La Fondazione italiana continenza commenta le recenti affermazioni dell'ex CT del Brasile sulla vicenda Ronaldo

Milano, 25 febbraio 2011 –Il prof. Roberto Carone, Presidente della Fondazione italiana continenza, e il Prof. Mario De Gennaro Presidente del Comitato scientifico, in merito alle recenti dichiarazioni dell’ex CT della nazionale brasiliana Luxemburgo sul disagio dell’incontinenza che avrebbe colpito il calciatore Ronaldo nel 1999, in base al quale l’atleta accusava problemi di incontinenza legati all’assunzione di un farmaco dimagrante, hanno dichiarato:

“Da un punto di vista medico posso affermare che nel momento in cui si affrontano allenamenti, diete particolari e si assumono contemporaneamente farmaci, il controllo medico è indispensabile”, sottolinea il Prof. Roberto Carone, Presidente della Fondazione italiana continenza e Direttore della Struttura Complessa di Neuro-Urologia e del Dipartimento delle Mielolesioni, Azienda Ospedaliera CTO - Maria Adelaide di Torino. “Ronaldo sarà stato seguito in maniera adeguata e professionale e sembra aver superato il problema con senso di responsabilità e professionalità.  Ma quanti atleti non professionisti o semplici amanti dello sport improvvisano allenamenti troppo intensi e si autosomministrano farmaci nell’intento di dimagrire e aumentare la massa muscolare, senza alcun controllo? Queste persone possono incorrere negli stessi inconvenienti di Ronaldo, se non peggio. Come Presidente della Fondazione sono invece lieto che si affronti il problema dell’incontinenza come un’esperienza divertente, (come cita il CT) sdrammatizzando la vicenda e contribuendo all’abbattimento del tabù ancora troppo forte intorno a questo disagio. Purtroppo non è così per i milioni di italiani che soffrono di incontinenza urinaria e/o fecale che devono affrontare il disagio ogni giorno, spesso con scarsa informazione e considerazione.”
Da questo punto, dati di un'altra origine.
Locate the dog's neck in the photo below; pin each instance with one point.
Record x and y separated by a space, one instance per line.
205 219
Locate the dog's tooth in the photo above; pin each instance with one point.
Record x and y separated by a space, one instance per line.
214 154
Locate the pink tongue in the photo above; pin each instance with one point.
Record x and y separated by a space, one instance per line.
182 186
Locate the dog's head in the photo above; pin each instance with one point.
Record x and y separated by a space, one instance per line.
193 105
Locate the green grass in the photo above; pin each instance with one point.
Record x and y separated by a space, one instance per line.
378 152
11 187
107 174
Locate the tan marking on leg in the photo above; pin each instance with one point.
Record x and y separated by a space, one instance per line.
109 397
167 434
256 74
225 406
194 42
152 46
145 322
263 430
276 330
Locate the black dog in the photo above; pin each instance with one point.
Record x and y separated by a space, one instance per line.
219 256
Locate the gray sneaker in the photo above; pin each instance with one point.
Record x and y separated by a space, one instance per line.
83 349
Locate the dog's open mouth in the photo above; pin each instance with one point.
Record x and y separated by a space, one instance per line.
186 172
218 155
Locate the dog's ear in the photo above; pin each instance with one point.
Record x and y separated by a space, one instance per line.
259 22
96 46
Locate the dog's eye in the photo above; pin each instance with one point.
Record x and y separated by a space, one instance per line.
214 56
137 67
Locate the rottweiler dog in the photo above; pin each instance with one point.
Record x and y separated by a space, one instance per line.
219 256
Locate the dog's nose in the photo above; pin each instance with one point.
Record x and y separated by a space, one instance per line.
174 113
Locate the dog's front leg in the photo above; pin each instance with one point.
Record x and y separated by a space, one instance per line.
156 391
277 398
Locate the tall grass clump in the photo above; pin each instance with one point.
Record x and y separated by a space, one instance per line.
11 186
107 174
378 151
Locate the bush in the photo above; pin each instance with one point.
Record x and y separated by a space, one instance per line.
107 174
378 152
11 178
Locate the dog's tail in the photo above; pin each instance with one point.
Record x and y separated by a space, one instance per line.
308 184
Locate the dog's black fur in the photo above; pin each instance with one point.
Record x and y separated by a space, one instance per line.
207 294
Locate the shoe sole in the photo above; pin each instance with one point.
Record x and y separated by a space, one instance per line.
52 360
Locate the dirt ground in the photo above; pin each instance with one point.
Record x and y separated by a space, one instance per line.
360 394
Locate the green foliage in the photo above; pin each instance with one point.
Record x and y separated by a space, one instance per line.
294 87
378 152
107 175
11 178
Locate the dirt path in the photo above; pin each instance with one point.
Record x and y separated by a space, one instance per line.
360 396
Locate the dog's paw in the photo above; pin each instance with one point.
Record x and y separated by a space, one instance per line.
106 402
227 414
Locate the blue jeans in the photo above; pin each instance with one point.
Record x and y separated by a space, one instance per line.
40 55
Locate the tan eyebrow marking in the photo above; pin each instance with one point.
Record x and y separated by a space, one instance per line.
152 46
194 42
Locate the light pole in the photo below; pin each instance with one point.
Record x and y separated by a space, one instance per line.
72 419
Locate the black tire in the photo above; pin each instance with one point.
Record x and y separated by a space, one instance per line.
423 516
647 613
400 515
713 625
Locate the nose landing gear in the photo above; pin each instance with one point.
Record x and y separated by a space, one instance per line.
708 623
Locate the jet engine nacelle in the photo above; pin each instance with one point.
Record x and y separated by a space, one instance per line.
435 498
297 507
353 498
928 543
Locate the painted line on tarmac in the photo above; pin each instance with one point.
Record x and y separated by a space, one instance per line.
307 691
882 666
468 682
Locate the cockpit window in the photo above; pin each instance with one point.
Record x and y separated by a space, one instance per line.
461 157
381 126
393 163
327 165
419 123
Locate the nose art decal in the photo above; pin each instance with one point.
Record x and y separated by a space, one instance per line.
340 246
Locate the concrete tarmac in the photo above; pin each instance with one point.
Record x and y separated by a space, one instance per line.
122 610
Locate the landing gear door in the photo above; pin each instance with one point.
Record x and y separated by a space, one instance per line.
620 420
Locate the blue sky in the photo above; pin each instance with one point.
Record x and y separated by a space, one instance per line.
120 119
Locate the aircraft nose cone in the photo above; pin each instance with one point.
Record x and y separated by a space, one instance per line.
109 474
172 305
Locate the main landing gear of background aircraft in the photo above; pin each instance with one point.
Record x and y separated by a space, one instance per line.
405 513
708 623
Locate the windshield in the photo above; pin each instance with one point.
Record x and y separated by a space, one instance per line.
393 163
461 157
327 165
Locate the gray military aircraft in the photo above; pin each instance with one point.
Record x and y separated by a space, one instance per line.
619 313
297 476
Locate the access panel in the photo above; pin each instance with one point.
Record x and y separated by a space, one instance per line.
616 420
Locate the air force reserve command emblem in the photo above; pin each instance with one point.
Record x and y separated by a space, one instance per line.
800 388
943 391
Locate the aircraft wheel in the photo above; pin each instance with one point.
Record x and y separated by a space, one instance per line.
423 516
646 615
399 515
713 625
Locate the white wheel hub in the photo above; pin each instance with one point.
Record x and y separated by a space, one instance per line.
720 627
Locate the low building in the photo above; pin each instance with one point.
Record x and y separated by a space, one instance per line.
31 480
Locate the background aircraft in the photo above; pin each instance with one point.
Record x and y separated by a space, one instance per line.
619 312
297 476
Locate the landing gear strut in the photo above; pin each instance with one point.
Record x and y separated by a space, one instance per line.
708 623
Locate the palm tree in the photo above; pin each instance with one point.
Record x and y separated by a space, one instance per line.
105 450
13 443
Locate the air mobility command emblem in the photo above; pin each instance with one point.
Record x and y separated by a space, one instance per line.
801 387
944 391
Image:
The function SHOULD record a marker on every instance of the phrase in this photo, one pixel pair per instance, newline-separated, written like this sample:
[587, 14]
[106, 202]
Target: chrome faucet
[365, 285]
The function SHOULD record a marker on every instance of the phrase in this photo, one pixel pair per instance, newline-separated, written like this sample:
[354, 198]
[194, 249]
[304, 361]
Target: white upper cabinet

“Non dimentichiamo poi che nei giovani intorno ai 20 anni, età di Ronaldo nel 1999”, aggiunge il Prof. Mario De Gennaro, Presidente del Comitato Scientifico della Fondazione italiana continenza e Primario Urologo dell’Unità Operativa di Urodinamica presso l’Ospedale Pediatrico Bambino Gesù di Roma. "Un caso su 200 di enuresi notturna può essere ancora persistente, con tutti i disagi che possiamo immaginare in termini sociali e relazionali. Proprio per prevenire ciò è auspicabile che si affronti bene il problema già dai 4-5 anni di vita e che il tema venga affrontato più spesso in modo da dare informazioni e sostegno alla popolazione, e ben venga dunque l'esposizione di casi eclatanti come questo per creare un dibattito utile e costruttivo.